Martin Luther King, Jr.

“I have almost reached the regrettable conclusion that the Negro’s great stumbling block in the stride toward freedom is not the White Citizens Councillor or the Ku Klux Klanner but the white moderate who is more devoted to order than to justice; who prefers a negative peace which is the absence of tension to a positive peace which is the presence of justice; who constantly says, “I agree with you in the goal you seek, but I can’t agree with your methods of direct action”; who paternalistically feels that he can set the timetable for another man’s freedom; who lives by the myth of time; and who constantly advises the Negro to wait until a “more convenient season.” Shallow understanding from people of good will is more frustrating than absolute misunderstanding from people of ill will. Lukewarm acceptance is much more bewildering than outright rejection.”

Reposting these photos of the MLK memorial in Washington DC. While we were there in November, a park ranger told us that that MLK’s legs and feet are not complete, to symbolize that his work is not yet finished. I am glad for how far we have come, but discouraged that we have not come farther in all this time.

Side note, Maya told me this morning that Anne Frank, Martin Luther King, and Barbara Walters are all the same age. Of course I mean, would be the same, had two of them not been murdered.
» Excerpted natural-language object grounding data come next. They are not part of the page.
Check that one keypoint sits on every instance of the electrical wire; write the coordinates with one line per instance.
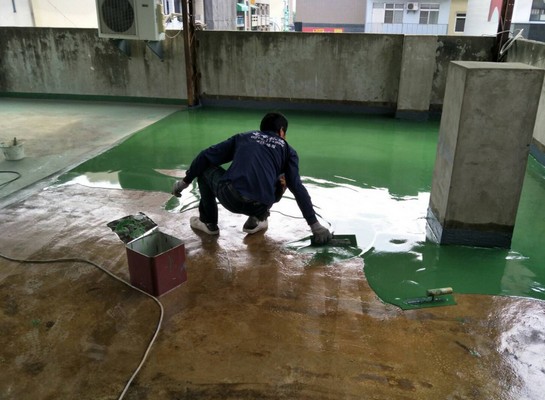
(12, 180)
(81, 260)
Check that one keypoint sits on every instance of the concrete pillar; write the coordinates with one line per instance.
(489, 112)
(416, 77)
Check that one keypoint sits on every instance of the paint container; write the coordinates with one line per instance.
(156, 260)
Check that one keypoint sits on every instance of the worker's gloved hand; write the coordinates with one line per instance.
(321, 233)
(178, 187)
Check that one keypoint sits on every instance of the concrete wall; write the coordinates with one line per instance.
(351, 70)
(301, 67)
(77, 62)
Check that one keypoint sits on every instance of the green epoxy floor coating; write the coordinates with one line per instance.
(367, 175)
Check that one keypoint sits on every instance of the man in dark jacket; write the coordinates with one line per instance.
(248, 186)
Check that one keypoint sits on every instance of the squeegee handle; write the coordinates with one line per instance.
(439, 291)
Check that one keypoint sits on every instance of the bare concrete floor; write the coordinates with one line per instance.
(253, 321)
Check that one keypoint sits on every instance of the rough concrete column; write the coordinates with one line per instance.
(486, 129)
(416, 78)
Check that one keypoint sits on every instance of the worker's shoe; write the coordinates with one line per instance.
(253, 225)
(196, 223)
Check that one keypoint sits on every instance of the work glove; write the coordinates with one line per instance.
(178, 187)
(321, 233)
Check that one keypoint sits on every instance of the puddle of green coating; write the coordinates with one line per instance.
(368, 176)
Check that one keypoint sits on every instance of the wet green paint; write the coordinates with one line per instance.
(368, 176)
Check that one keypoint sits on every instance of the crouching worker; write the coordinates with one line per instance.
(262, 165)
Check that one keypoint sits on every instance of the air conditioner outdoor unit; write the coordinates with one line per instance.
(130, 19)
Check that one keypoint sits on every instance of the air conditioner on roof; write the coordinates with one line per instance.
(130, 19)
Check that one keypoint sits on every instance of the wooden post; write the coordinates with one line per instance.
(190, 48)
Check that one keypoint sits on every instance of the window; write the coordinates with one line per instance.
(460, 23)
(429, 14)
(393, 13)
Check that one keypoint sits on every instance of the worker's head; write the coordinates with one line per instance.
(274, 122)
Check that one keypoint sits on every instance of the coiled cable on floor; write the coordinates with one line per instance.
(81, 260)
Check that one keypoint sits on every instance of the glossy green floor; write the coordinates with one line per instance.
(368, 176)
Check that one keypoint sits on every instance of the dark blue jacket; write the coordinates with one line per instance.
(257, 159)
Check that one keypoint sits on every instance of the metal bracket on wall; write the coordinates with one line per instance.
(123, 45)
(157, 48)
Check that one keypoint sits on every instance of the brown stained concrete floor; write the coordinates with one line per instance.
(253, 321)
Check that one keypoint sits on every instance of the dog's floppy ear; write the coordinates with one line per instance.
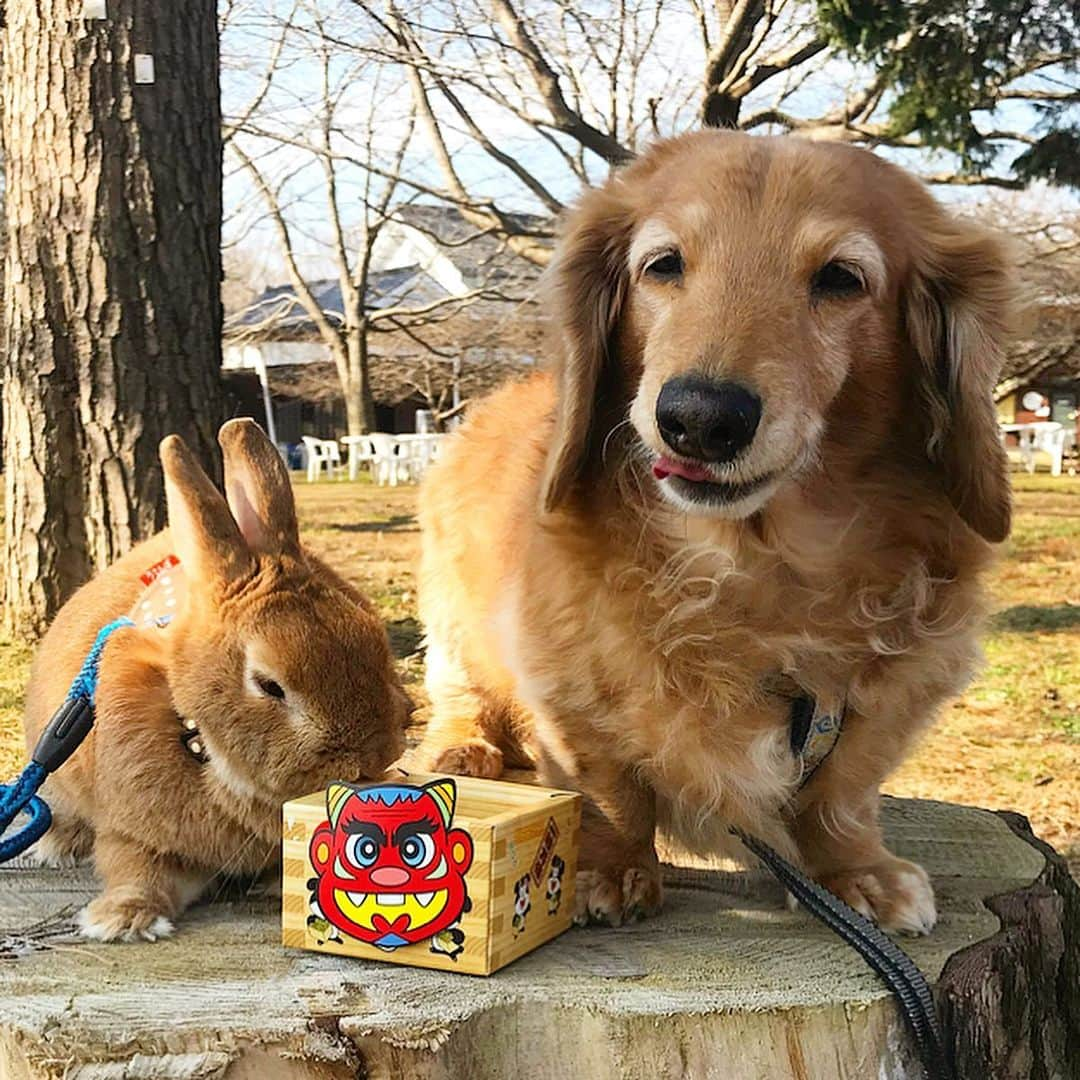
(586, 284)
(958, 310)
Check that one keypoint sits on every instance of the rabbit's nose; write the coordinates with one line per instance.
(389, 876)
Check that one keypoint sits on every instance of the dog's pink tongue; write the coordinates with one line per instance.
(667, 467)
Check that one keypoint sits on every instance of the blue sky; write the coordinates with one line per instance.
(375, 99)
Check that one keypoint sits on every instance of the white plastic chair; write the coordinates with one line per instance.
(1052, 439)
(321, 451)
(360, 453)
(388, 464)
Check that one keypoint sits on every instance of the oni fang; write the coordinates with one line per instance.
(390, 871)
But an interesting thought regarding time and loss.

3 Comments

  • Ally Bean

    “the white moderate who is more devoted to order than to justice”

    That’s the line that calls out to me the most. I find, like you said, that lukewarm acceptance is the bane of many a situation I’ve found myself in. I didn’t know that Anne Frank, Martin Luther King, and Barbara Walters were born in the same year, but it’s an amazing thing to note.

    • J

      That’s the line that gets me, too. And regarding the 3 born in the same year, yeah, MLK and AF are stuck in our minds as the age they were when they died. What a different world we would be in had they (and so many like them) not been killed.

  • OmbudsBen

    I like the Frank, King, Walters note, too, for how it connects three such different lives and contexts and has you thinking of them as schoolchildren at the same time; the loss of one while the other two became young adults, and of how only one lived to be a senior.

    Philip Roth has a novel, “The Ghost Writer,” where the protagonist wonders if a mysterious young woman staying in the same home he visits is Anne Frank, grown up. That she had actually survived the Holocaust and made it to the USA.